If you encounter network or compilation issues, you can use the provided helper script:

sh scripts/install_mamba.sh

Caduceus Models

Caduceus models are built into the DNALLM framework and do not require a separate installation beyond the base dependencies.

3. Usage and Application Scenarios

Using Plant DNAMamba

Plant DNAMamba is a causal language model (CLM), making it ideal for sequence scoring and generation tasks.

Example: Scoring a sequence with Plant DNAMamba

This example demonstrates how to perform zero-shot mutation analysis by scoring sequence likelihood.

from dnallm import load_config, Mutagenesis, load_model_and_tokenizer

# 1. Load a configuration for a generation task
configs = load_config("path/to/your/generation_config.yaml")

# 2. Load the Plant DNAMamba model
model, tokenizer = load_model_and_tokenizer(
    "zhangtaolab/plant-dnamamba-BPE",
    task_config=configs['task'],
    source="modelscope"
)

# 3. Perform in-silico mutagenesis
mut_analyzer = Mutagenesis(model=model, tokenizer=tokenizer, config=configs)
sequence = "GATTACAGATTACAGATTACAGATTACAGATTACAGATTACA..." # A long sequence
mut_analyzer.mutate_sequence(sequence, replace_mut=True)

# The evaluate() method will use the CLM scoring mechanism
predictions = mut_analyzer.evaluate()

mut_analyzer.plot(predictions, save_path="./results/dnamamba_mut_effects.pdf")

Using Caduceus Models

Caduceus models are bi-directional (MLM-style) and excel at classification tasks, especially on long sequences where standard BERT models might struggle.

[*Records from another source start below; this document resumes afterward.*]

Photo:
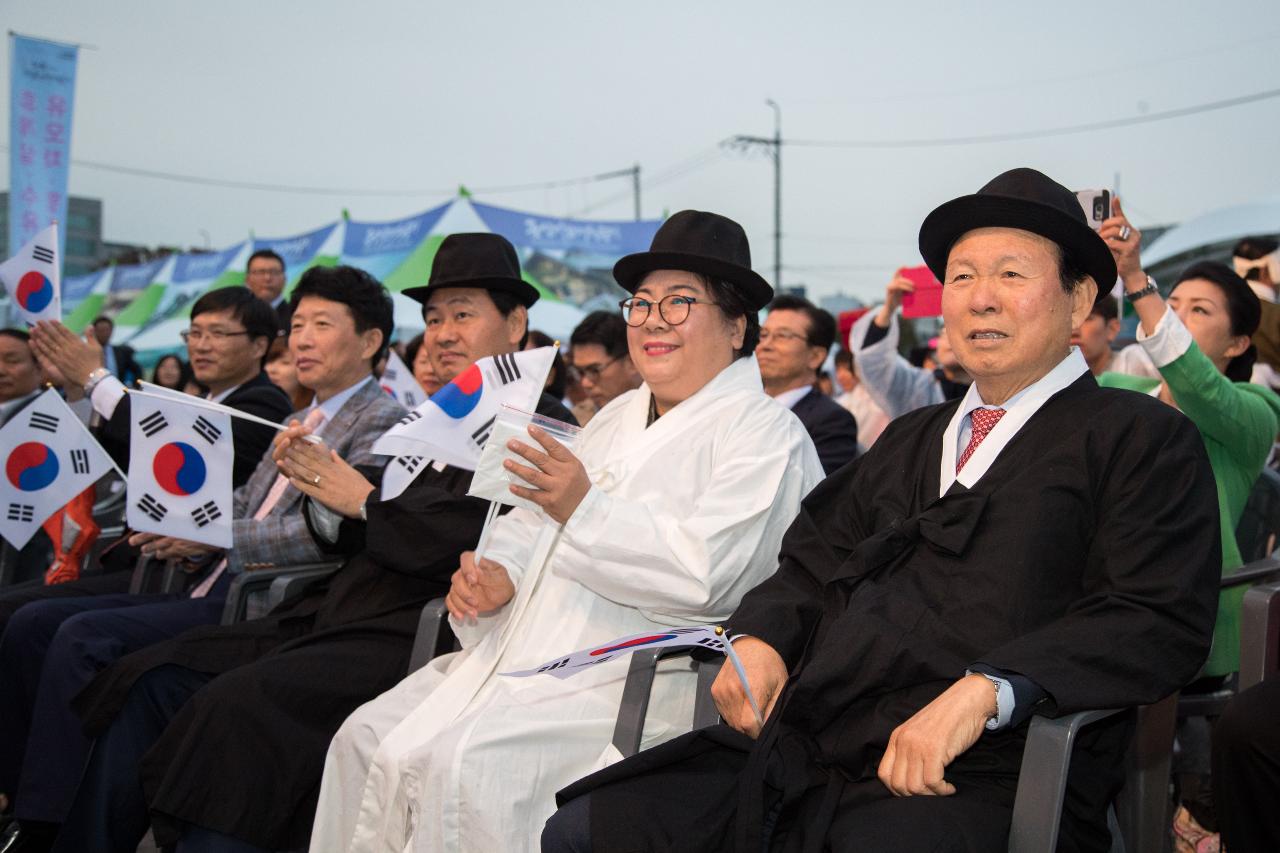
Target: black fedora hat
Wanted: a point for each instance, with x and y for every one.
(476, 260)
(1022, 199)
(698, 242)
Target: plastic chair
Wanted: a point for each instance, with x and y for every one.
(278, 583)
(1137, 819)
(434, 635)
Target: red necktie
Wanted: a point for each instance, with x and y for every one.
(983, 422)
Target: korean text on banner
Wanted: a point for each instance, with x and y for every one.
(41, 94)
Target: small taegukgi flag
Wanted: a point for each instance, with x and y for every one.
(181, 459)
(400, 383)
(452, 425)
(49, 457)
(33, 278)
(709, 637)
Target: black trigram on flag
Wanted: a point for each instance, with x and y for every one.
(22, 512)
(202, 515)
(557, 665)
(481, 434)
(507, 368)
(152, 424)
(206, 430)
(410, 463)
(152, 507)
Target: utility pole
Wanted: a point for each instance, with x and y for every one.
(775, 147)
(635, 187)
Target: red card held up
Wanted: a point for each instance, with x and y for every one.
(927, 299)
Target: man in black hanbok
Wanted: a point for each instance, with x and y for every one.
(241, 715)
(1041, 546)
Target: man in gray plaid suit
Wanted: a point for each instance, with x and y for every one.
(341, 324)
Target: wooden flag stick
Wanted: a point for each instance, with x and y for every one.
(211, 406)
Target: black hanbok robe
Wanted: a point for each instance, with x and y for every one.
(1086, 559)
(245, 756)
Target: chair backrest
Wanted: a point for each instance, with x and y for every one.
(1258, 530)
(629, 729)
(434, 635)
(1260, 634)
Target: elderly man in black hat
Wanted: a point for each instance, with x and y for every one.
(671, 505)
(1041, 546)
(234, 720)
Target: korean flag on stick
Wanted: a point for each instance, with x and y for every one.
(400, 383)
(455, 423)
(33, 278)
(49, 457)
(181, 460)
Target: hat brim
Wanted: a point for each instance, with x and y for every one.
(951, 220)
(631, 269)
(524, 292)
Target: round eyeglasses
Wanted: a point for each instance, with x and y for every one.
(672, 309)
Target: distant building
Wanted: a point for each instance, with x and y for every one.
(86, 250)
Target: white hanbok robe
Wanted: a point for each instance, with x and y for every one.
(682, 519)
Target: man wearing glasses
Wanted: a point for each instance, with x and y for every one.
(264, 276)
(794, 343)
(231, 331)
(598, 352)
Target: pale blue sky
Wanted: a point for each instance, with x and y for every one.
(429, 95)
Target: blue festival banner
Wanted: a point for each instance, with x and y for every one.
(41, 94)
(380, 247)
(543, 233)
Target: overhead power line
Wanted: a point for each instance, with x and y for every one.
(1036, 135)
(334, 191)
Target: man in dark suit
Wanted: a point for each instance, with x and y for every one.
(118, 359)
(1041, 544)
(264, 276)
(795, 338)
(283, 684)
(342, 322)
(227, 342)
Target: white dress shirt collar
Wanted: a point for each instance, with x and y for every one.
(1018, 410)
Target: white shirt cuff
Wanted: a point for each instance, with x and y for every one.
(106, 396)
(1169, 342)
(324, 520)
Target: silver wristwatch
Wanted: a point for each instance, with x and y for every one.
(1147, 291)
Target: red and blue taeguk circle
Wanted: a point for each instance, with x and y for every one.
(634, 643)
(35, 292)
(179, 469)
(31, 466)
(461, 396)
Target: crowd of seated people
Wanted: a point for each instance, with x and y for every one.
(913, 560)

Example: Fine-tuning PlantCAD2 for classification

from dnallm import load_config, load_model_and_tokenizer, DNADataset, DNATrainer

# 1. Load a config for a classification task
configs = load_config("path/to/your/finetune_config.yaml")

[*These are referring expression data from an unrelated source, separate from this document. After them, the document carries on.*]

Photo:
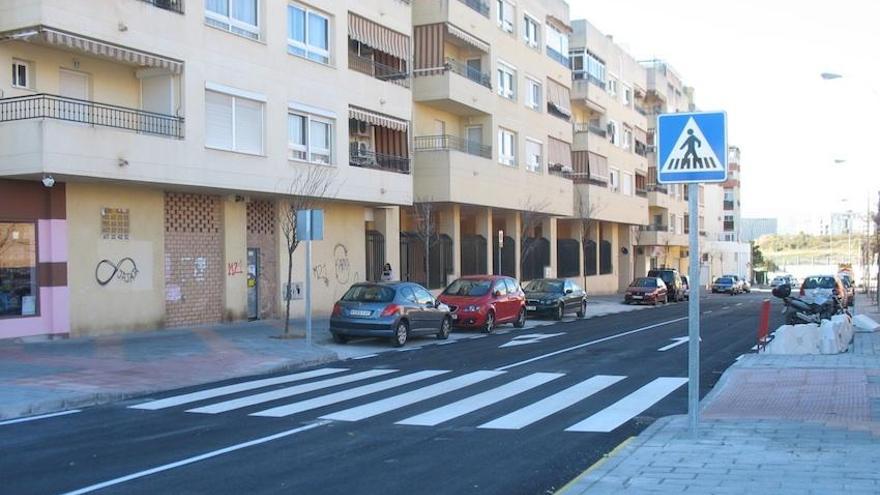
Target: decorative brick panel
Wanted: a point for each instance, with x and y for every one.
(193, 259)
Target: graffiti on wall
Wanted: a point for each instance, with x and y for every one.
(125, 270)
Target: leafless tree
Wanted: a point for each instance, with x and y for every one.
(308, 186)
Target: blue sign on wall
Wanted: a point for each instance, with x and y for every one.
(692, 147)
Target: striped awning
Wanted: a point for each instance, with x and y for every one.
(69, 41)
(378, 119)
(467, 38)
(377, 36)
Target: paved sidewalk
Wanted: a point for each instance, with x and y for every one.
(773, 424)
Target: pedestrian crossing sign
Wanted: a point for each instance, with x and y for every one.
(692, 147)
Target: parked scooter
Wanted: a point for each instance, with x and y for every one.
(799, 311)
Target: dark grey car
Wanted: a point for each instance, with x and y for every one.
(396, 310)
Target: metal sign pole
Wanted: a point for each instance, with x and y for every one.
(694, 310)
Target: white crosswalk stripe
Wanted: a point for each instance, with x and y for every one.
(326, 400)
(178, 400)
(398, 401)
(251, 400)
(481, 400)
(628, 407)
(553, 404)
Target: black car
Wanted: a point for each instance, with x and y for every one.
(556, 297)
(673, 283)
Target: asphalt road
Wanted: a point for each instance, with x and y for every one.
(465, 417)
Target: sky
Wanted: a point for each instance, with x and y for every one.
(761, 61)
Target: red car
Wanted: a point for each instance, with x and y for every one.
(485, 301)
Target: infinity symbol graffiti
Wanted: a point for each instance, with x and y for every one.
(124, 272)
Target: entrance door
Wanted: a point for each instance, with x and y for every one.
(253, 284)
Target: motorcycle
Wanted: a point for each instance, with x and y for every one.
(799, 311)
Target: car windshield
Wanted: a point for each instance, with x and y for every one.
(819, 283)
(544, 286)
(464, 287)
(369, 293)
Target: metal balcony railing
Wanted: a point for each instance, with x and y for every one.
(172, 5)
(478, 5)
(370, 67)
(379, 161)
(46, 106)
(446, 142)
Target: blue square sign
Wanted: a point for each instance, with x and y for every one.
(692, 147)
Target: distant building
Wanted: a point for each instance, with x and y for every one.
(753, 228)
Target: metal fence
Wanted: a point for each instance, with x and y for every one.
(46, 106)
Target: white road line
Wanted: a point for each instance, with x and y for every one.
(232, 389)
(326, 400)
(628, 407)
(382, 406)
(42, 416)
(552, 404)
(481, 400)
(592, 342)
(194, 459)
(282, 393)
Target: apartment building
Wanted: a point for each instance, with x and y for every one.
(492, 140)
(148, 151)
(610, 160)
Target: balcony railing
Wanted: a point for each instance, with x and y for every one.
(46, 106)
(553, 54)
(469, 72)
(172, 5)
(370, 67)
(379, 161)
(446, 142)
(478, 5)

# 2. Load the PlantCAD2 model
# Note: The model ID might be a mirror like 'lgq12697/PlantCAD2-Small-l24-d0768'
model, tokenizer = load_model_and_tokenizer(
    "kuleshov-group/PlantCAD2-Small-l24-d0768",
    task_config=configs['task'],
    source="huggingface"
)

# 3. Load your dataset and initialize the trainer
# ... (code for loading DNADataset)

trainer = DNATrainer(model=model, config=configs, datasets=my_datasets)
trainer.train()

4. Troubleshooting

Problem: ImportError: No module named 'mamba_ssm' or causal_conv1d

  • Solution: You have not installed the Mamba-specific dependencies. Please run uv pip install -e '.[mamba]' as described in the installation section.

Problem: Compilation errors during Mamba installation.

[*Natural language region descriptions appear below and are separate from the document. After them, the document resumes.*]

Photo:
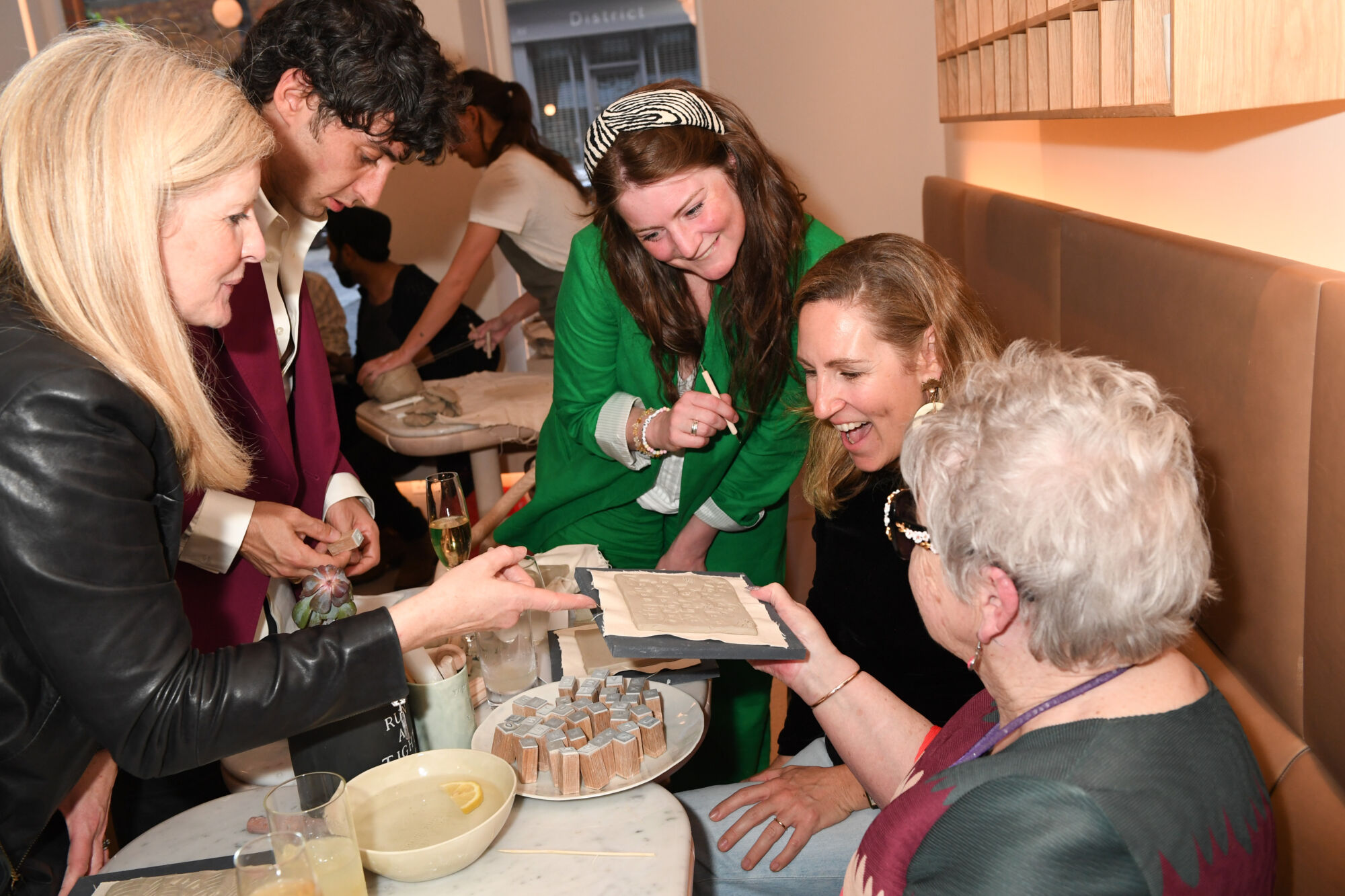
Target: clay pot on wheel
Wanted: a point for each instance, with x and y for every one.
(395, 385)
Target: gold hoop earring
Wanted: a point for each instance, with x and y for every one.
(974, 663)
(933, 391)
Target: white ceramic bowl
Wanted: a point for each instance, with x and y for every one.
(454, 853)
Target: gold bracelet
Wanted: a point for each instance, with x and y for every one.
(824, 698)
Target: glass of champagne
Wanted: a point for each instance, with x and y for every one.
(450, 529)
(275, 864)
(317, 807)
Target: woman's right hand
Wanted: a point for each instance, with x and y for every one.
(485, 594)
(709, 415)
(810, 678)
(381, 365)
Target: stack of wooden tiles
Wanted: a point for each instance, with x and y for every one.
(1051, 58)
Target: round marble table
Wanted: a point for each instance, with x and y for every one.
(646, 819)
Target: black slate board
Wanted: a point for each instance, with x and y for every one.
(700, 671)
(670, 646)
(85, 885)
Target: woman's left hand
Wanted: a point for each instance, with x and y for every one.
(381, 365)
(806, 798)
(85, 809)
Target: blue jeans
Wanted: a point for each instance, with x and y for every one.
(818, 869)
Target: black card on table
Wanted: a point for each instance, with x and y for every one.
(670, 646)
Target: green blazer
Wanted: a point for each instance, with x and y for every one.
(602, 352)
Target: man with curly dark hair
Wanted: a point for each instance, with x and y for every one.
(350, 88)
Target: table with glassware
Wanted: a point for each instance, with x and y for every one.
(648, 821)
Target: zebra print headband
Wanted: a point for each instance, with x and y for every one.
(641, 112)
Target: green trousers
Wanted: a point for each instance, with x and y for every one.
(738, 743)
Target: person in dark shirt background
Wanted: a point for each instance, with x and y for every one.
(392, 298)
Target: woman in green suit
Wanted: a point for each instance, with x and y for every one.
(697, 244)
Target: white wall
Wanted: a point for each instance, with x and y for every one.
(845, 93)
(1265, 179)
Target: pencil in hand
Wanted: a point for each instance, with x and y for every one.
(715, 389)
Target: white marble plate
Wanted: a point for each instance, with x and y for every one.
(684, 725)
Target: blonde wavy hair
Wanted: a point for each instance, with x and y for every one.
(100, 135)
(903, 287)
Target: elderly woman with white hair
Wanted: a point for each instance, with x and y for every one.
(1056, 542)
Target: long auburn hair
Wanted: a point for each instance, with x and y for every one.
(757, 321)
(902, 287)
(509, 104)
(100, 135)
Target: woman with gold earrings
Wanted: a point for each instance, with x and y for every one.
(884, 325)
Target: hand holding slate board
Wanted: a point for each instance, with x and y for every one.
(687, 647)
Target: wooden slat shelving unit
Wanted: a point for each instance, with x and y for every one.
(1132, 58)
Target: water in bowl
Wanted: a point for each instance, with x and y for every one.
(419, 813)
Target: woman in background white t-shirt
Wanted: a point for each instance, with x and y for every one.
(529, 204)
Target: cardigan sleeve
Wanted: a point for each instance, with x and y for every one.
(587, 334)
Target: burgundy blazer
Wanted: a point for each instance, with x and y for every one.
(295, 447)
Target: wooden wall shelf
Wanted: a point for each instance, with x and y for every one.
(1003, 60)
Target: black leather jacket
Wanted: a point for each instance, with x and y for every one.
(95, 647)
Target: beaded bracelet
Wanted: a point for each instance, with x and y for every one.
(642, 442)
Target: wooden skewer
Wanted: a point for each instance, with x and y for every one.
(709, 382)
(570, 852)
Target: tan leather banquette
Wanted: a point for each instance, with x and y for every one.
(1254, 348)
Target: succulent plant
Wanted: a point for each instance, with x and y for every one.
(323, 598)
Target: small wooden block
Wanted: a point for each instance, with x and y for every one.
(602, 717)
(568, 782)
(595, 768)
(654, 737)
(654, 701)
(502, 743)
(631, 728)
(528, 760)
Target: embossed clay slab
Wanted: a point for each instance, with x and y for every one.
(703, 604)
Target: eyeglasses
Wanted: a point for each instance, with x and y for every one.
(899, 521)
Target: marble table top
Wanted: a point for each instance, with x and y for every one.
(646, 819)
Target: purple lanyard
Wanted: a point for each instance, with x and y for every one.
(1000, 732)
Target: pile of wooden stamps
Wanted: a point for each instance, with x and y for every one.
(599, 727)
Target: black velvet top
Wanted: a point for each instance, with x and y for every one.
(863, 598)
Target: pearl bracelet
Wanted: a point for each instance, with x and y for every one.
(642, 442)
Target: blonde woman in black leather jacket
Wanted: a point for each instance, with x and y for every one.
(127, 181)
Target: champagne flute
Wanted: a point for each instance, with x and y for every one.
(275, 864)
(450, 529)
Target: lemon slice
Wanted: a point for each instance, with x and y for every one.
(467, 794)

  • Cause: The native Mamba packages require a C++ compiler and the CUDA toolkit to be properly installed and configured on your system.
  • Solution:
    1. Ensure you have gxx and clang installed. On conda environments, you can run conda install -c conda-forge gxx clang.
    2. Verify that your NVIDIA driver version and CUDA toolkit version are compatible with the PyTorch and Mamba versions being installed.
    3. If issues persist, try using the sh scripts/install_mamba.sh script, which can help resolve some common path and environment issues.